Garbage collected language runtimes must carefully tune heap limits to reduce garbage collection time and memory usage. However, there's a trade-off: a lower heap limit reduces memory use but increases garbage collection time. Classic methods for setting heap limits include manually-tuned heap limits and multiple-of-working-memory rules of thumb. But because it's a trade-off, it's not clear what heap limit rule is best or how even to compare them. We address this problem with a new framework where heap limits are set for multiple heaps at once. In this framework, standard heap limit rules are non-compositional: multiple heaps using the same heap limit rule allocate memory in non-Pareto-optimal ways. We use our framework to derive a compositional "square-root" heap limit rule, which achieves minimizes total memory usage for any amount of total garbage collection time.

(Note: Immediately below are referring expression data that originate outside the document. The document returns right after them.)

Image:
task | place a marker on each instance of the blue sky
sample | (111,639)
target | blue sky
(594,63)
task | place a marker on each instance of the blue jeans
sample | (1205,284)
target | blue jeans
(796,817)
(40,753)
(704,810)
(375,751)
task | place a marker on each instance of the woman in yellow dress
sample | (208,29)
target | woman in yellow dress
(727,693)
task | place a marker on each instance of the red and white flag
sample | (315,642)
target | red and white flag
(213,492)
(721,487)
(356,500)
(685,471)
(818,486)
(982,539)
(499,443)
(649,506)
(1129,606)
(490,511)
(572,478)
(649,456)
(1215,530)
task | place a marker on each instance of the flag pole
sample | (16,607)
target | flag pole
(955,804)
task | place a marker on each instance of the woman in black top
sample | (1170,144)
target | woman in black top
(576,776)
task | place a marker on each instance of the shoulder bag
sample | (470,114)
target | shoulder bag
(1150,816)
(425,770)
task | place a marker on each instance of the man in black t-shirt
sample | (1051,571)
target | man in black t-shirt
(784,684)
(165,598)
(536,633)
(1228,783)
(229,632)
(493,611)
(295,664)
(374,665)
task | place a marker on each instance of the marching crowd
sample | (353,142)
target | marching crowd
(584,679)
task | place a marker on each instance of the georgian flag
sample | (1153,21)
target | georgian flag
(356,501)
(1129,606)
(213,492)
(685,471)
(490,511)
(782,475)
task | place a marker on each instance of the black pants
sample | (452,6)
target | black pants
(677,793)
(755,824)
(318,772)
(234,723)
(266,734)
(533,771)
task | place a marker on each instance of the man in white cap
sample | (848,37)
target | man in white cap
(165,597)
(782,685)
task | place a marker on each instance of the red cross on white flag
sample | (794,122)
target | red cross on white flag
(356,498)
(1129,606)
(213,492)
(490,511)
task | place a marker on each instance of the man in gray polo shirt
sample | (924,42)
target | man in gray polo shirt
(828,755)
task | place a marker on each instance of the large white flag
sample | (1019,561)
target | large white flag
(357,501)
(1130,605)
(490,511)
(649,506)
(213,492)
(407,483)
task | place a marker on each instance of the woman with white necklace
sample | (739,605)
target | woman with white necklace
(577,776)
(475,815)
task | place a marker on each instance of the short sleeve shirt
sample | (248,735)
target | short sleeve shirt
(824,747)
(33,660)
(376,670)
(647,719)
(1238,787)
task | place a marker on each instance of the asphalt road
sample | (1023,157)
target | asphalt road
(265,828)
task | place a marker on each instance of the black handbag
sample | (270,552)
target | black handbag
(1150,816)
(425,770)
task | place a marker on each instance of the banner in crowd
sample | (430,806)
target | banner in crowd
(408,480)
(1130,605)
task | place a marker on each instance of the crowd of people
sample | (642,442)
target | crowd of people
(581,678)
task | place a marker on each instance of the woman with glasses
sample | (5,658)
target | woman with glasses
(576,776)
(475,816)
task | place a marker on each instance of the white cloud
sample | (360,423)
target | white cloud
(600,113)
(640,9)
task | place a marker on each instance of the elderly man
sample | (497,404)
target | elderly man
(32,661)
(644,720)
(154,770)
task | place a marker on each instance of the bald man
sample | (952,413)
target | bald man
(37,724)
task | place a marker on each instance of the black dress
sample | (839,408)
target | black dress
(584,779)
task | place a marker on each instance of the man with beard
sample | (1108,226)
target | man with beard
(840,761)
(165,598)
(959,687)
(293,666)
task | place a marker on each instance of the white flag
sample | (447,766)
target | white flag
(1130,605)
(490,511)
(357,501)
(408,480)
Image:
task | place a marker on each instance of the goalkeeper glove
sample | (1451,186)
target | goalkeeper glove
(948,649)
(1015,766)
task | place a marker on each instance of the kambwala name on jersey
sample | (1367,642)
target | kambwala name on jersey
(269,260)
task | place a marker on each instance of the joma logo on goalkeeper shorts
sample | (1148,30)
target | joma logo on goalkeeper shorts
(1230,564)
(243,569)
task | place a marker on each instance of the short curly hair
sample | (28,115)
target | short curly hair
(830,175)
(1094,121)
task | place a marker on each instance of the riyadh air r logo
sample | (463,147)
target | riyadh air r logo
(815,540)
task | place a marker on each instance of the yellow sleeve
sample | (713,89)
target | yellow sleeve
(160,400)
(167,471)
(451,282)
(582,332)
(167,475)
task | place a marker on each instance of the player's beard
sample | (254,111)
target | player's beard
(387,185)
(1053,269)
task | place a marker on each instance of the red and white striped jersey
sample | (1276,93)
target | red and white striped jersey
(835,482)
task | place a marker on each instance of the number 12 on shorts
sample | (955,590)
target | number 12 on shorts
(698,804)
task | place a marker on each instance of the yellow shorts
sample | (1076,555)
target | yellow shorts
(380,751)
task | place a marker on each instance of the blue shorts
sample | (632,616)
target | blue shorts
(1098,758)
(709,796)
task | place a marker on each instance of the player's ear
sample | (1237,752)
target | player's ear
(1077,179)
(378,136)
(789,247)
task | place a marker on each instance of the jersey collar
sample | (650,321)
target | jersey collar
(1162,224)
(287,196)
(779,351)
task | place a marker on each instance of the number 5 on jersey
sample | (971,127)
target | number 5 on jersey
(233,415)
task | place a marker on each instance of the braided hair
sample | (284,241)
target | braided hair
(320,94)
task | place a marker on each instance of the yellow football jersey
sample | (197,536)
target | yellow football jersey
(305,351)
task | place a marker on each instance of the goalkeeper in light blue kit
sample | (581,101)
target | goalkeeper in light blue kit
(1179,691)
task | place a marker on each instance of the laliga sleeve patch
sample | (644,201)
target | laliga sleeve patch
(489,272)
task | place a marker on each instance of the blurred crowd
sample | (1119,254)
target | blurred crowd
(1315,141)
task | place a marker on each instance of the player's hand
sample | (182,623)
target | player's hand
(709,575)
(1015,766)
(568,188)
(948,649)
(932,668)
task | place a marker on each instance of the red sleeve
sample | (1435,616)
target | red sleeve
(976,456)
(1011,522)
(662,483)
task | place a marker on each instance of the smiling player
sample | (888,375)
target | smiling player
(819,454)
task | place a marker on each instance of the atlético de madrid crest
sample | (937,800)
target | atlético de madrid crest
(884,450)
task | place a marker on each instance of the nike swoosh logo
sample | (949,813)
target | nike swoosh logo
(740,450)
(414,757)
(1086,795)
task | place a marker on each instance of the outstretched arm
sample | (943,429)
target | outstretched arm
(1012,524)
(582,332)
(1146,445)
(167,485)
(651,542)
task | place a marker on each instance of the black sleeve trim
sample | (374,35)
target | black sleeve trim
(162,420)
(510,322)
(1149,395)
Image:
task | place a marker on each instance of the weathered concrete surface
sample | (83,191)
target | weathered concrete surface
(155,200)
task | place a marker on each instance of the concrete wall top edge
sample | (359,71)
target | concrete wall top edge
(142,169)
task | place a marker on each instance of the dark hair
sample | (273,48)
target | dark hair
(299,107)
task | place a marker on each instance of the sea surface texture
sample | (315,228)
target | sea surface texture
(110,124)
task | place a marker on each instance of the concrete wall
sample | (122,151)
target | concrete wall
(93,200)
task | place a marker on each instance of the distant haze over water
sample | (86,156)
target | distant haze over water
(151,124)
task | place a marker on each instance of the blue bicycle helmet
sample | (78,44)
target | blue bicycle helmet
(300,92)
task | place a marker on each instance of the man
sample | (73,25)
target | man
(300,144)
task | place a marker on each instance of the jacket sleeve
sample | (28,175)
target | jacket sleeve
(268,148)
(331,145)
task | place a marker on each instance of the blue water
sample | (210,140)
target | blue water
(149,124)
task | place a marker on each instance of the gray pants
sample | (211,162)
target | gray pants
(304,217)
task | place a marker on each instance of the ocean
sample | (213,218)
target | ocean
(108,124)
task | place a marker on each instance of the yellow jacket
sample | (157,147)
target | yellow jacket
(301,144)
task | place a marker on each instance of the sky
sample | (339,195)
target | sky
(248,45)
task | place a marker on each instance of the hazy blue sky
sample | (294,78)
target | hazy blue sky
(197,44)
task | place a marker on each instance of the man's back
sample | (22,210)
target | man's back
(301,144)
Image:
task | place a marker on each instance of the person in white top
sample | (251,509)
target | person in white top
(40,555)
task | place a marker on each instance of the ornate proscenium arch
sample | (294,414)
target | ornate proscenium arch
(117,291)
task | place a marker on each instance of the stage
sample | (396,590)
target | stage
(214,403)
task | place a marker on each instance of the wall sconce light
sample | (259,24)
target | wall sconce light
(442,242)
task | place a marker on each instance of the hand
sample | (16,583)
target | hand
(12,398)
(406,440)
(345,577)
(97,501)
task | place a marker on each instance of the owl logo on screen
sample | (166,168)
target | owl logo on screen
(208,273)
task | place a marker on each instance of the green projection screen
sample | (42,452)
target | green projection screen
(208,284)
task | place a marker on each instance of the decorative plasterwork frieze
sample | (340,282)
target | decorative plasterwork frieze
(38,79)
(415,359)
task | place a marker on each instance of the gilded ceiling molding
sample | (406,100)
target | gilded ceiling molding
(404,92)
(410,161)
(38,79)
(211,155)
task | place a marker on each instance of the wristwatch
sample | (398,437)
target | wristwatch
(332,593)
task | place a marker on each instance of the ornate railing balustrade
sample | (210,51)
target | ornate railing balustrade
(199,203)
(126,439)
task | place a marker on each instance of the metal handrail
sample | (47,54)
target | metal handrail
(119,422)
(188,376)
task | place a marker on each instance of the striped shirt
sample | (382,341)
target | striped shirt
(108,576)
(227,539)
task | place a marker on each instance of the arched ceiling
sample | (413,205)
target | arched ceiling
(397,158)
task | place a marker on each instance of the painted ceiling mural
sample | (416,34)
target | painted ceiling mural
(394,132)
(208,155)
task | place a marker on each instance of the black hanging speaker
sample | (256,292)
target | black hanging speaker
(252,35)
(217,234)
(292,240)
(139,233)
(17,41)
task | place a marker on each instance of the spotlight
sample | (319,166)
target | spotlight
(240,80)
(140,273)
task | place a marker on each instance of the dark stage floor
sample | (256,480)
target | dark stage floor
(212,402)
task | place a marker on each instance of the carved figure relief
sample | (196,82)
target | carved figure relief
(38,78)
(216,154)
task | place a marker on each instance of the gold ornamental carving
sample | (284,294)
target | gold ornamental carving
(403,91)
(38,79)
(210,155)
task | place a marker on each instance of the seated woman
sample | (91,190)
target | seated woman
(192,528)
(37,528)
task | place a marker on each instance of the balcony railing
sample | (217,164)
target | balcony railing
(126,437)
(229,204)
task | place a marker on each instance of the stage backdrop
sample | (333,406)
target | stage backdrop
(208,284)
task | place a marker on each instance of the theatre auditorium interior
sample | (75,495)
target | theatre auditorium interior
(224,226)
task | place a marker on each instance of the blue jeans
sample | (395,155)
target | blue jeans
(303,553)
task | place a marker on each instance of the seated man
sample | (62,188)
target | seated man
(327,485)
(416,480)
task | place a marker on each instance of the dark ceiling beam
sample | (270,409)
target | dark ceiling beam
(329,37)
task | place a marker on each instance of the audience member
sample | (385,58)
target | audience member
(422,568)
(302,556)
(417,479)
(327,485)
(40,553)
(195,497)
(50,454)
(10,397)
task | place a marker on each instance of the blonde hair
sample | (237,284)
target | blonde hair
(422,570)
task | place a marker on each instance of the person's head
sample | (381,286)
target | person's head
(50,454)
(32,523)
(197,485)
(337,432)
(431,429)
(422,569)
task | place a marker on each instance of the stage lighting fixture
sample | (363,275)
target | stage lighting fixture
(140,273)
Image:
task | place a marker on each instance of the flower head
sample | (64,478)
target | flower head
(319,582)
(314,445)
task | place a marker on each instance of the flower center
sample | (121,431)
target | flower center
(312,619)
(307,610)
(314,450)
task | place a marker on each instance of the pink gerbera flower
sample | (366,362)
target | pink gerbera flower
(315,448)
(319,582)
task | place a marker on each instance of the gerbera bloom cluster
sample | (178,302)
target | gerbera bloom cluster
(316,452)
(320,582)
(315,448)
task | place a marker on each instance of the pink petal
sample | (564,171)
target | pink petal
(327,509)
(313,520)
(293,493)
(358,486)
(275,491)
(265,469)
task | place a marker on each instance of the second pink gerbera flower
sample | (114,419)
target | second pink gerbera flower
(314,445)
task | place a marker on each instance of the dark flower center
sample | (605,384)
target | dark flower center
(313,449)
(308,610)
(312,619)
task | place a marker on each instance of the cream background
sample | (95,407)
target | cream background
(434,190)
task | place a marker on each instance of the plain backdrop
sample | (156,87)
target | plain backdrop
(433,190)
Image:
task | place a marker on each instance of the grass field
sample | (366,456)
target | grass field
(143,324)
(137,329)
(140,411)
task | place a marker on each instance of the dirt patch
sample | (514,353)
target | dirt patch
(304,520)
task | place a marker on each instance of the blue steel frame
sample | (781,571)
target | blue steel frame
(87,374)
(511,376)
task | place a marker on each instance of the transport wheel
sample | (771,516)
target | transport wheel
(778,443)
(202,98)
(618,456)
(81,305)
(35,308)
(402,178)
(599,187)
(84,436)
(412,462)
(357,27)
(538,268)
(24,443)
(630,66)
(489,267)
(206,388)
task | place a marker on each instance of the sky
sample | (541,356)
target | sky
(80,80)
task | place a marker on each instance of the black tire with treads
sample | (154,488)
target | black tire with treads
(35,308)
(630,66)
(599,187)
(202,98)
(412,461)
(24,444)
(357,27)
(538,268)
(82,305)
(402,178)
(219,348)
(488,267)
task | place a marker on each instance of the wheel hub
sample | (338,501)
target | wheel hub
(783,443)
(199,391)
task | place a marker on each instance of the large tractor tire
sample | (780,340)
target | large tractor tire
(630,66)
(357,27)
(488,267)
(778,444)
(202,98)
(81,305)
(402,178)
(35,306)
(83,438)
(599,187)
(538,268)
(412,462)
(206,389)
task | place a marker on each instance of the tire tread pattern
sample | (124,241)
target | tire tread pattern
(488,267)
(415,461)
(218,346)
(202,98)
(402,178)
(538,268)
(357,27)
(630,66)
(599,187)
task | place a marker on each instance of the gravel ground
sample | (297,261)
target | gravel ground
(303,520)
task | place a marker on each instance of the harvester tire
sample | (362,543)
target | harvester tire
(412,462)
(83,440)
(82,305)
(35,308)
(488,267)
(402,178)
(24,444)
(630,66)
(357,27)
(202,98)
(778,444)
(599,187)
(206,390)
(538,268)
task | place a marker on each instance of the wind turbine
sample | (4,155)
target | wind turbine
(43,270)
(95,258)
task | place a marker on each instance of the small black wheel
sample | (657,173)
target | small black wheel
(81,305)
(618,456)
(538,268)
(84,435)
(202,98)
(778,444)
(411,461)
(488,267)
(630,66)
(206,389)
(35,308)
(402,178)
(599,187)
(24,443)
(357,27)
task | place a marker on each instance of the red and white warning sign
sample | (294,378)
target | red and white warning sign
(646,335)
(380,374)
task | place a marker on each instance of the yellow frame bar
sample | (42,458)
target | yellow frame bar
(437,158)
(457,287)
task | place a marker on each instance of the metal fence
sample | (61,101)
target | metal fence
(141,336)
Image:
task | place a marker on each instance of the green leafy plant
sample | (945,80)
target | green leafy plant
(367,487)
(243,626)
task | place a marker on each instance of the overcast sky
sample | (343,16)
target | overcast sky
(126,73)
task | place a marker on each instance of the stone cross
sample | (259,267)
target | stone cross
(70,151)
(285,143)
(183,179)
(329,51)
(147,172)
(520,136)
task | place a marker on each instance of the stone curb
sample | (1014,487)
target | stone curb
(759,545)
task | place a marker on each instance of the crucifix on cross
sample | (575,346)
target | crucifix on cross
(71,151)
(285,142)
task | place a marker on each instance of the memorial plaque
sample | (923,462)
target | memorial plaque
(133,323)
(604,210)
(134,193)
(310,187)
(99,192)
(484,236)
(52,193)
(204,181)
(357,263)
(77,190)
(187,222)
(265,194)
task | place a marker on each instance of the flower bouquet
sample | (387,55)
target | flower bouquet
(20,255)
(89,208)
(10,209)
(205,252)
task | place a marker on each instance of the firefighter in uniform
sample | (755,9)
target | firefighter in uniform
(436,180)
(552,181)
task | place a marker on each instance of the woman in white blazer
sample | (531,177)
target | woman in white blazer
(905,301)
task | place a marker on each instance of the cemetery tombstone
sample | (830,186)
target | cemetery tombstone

Paradoxically, the square-root heap limit rule achieves coordination without communication: it allocates memory optimally across multiple heaps without requiring any communication between heaps. To demonstrate that this heap limit rule is effective, we prototype it for V8, the JavaScript runtime used in Google Chrome, Microsoft Edge, and other browsers, as well as in server-side frameworks like node.js and Deno. On real-world web pages, our prototype achieves reductions of approximately 16.99% of memory usage. On memory-intensive benchmarks, reductions of up to 6.55% of garbage collection time are possible with no change in total memory usage.